A partir de 1988, Cruyff aceita o desafio de dirigir o Barcelona, uma das maiores equipes da Europa. O clube catalão estava enterrado em uma grave crise política, com os jogadores pedindo a cabeça do presidente do clube, José Luis Niñez. Cruyff contornou a crise e na primeira temporada no Barça montou um ataque que atingiu a marca de 80 gols. Para atingir este objetivo, usou o senso tático para tirar o máximo possível dos jogadores, e sempre exigiu deles aquilo que nunca deixou faltar enquanto esteve em campo, um toque de bola primoroso. Acreditando em estabelecer uma mentalidade e não apenas um padrão de jogo, pôs fim a hegemonia do rival Real Madrid, na temporada 90/91. É neste período que o Barcelona de Cruyff ganha a fama de “Dream Team”. Brilham as estrelas do búlgaro Stoichkov, do holandês Koeman, do espanhol Guardiola e do brasileiro Romário.

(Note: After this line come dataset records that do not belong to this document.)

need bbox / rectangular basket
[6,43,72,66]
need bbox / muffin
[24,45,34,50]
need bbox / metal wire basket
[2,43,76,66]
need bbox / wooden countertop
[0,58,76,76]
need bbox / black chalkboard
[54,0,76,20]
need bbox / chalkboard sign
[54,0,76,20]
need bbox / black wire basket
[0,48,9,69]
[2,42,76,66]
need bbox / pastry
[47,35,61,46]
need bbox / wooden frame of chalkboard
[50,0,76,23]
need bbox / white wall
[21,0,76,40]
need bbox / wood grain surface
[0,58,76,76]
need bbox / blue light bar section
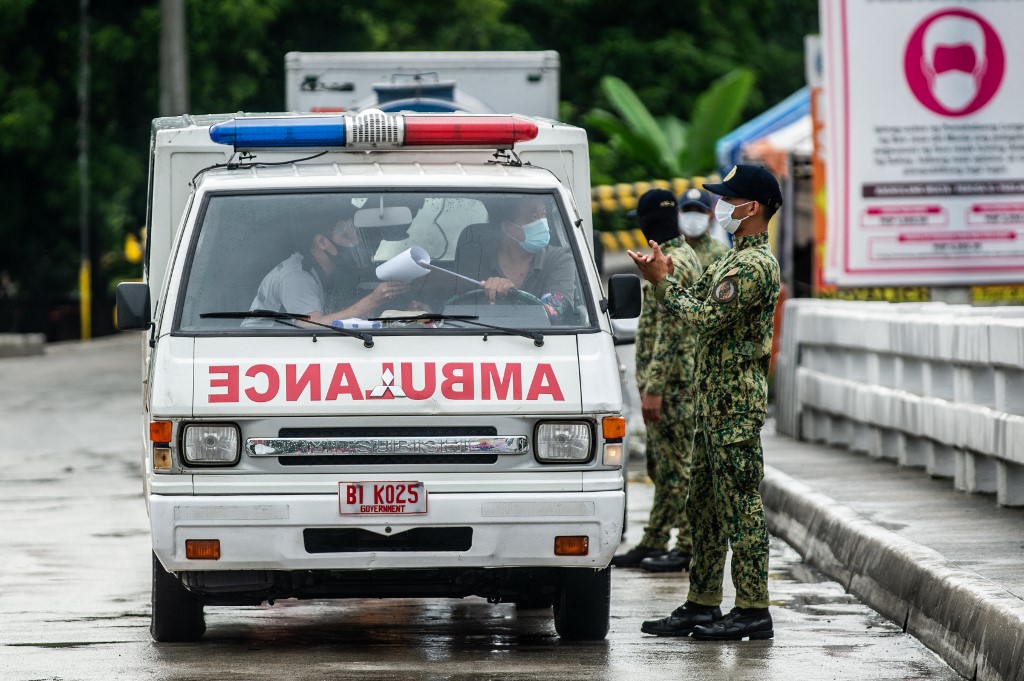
[210,116,345,148]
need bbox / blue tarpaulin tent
[715,87,811,174]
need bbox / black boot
[640,601,722,636]
[640,549,690,572]
[693,607,775,641]
[611,544,665,567]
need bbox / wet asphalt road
[0,335,959,681]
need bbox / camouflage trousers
[687,430,768,607]
[640,395,693,554]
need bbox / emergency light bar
[210,110,538,150]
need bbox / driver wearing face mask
[243,207,409,327]
[466,196,575,315]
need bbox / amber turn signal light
[150,421,174,442]
[601,416,626,439]
[185,539,220,560]
[555,537,590,556]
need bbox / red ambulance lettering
[285,365,321,402]
[325,364,362,399]
[400,361,437,399]
[526,365,565,402]
[208,361,565,403]
[210,367,239,403]
[246,365,281,402]
[480,363,522,399]
[441,361,476,399]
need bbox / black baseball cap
[637,189,679,244]
[703,164,782,211]
[678,186,712,213]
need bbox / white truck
[117,111,640,641]
[285,50,559,119]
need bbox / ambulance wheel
[555,567,611,641]
[150,553,206,643]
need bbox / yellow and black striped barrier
[590,175,719,251]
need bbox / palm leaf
[678,69,754,175]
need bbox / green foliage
[0,0,817,331]
[584,69,754,181]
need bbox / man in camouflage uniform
[637,186,729,572]
[630,165,782,640]
[611,189,701,569]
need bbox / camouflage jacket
[654,232,779,444]
[636,238,703,402]
[686,233,729,273]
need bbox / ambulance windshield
[176,189,593,335]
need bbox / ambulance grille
[278,426,498,466]
[278,426,498,437]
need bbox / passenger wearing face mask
[243,207,409,327]
[456,196,575,309]
[629,165,782,641]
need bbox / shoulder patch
[711,275,739,303]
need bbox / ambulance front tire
[554,567,611,641]
[150,553,206,643]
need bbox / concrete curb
[0,334,46,357]
[761,466,1024,681]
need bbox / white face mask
[932,71,978,113]
[679,211,711,239]
[715,199,754,235]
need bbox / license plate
[338,480,427,515]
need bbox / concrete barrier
[761,466,1024,681]
[0,334,46,357]
[775,299,1024,506]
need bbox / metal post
[78,0,92,341]
[160,0,188,116]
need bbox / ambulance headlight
[184,423,242,466]
[534,421,593,463]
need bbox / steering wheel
[443,289,545,307]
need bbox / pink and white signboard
[820,0,1024,286]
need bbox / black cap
[637,189,679,244]
[678,186,712,213]
[703,164,782,211]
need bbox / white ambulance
[118,111,640,641]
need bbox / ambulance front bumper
[148,490,625,571]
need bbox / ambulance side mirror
[116,282,150,331]
[608,274,641,320]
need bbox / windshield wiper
[199,309,374,347]
[369,312,544,347]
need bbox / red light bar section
[404,114,538,146]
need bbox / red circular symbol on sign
[903,9,1007,117]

Em qualquer posição, Cruyff parecia fazer questão de correr riscos. Dizem até, que certo dia, quando ainda dirigia o time catalão aceitou dar folga ao genioso atacante Romário, caso ele marcasse três gols diante do Real Madrid. Depois do combinado, Romário na mesma noite embarcou para o Brasil, e Cruyff colocou no currículo nova goleada por 5 a 0 no Real Madrid, dessa vez, como técnico.

Cruyff foi responsável por grande parte da magia daquela década. O fato interessante é que o jogador símbolo do “futebol-total” considerado por muitos a mais revolucionária visão tática do jogo, não carregava o número 10 nas costas. Desde que ganhou o primeiro título com as equipes menores do Ajax, o menino do subúrbio pobre de Amsterdã fez questão de entrar em campo com o numero 14 nas costas. Para Cruyff o número escolhido eternizava a idade que tinha quando descobriu a emoção de se tornar campeão. Não deixava de ser uma metáfora também, afinal, no tipo de futebol praticado por Cruyff e seus companheiros as posições não eram fixas. Com ele em campo a magia da camisa 10 estava, na verdade, escondida sob o número 14.         
               
Se a magia da camisa 10 existe, a estrela de Cruyff não poderia ser ofuscada por nenhum outro craque do planeta na Copa do Mundo de 1974, na Alemanha, mesmo sabendo que o número que utilizava não respeitava a mística consagrada pelo rei do futebol.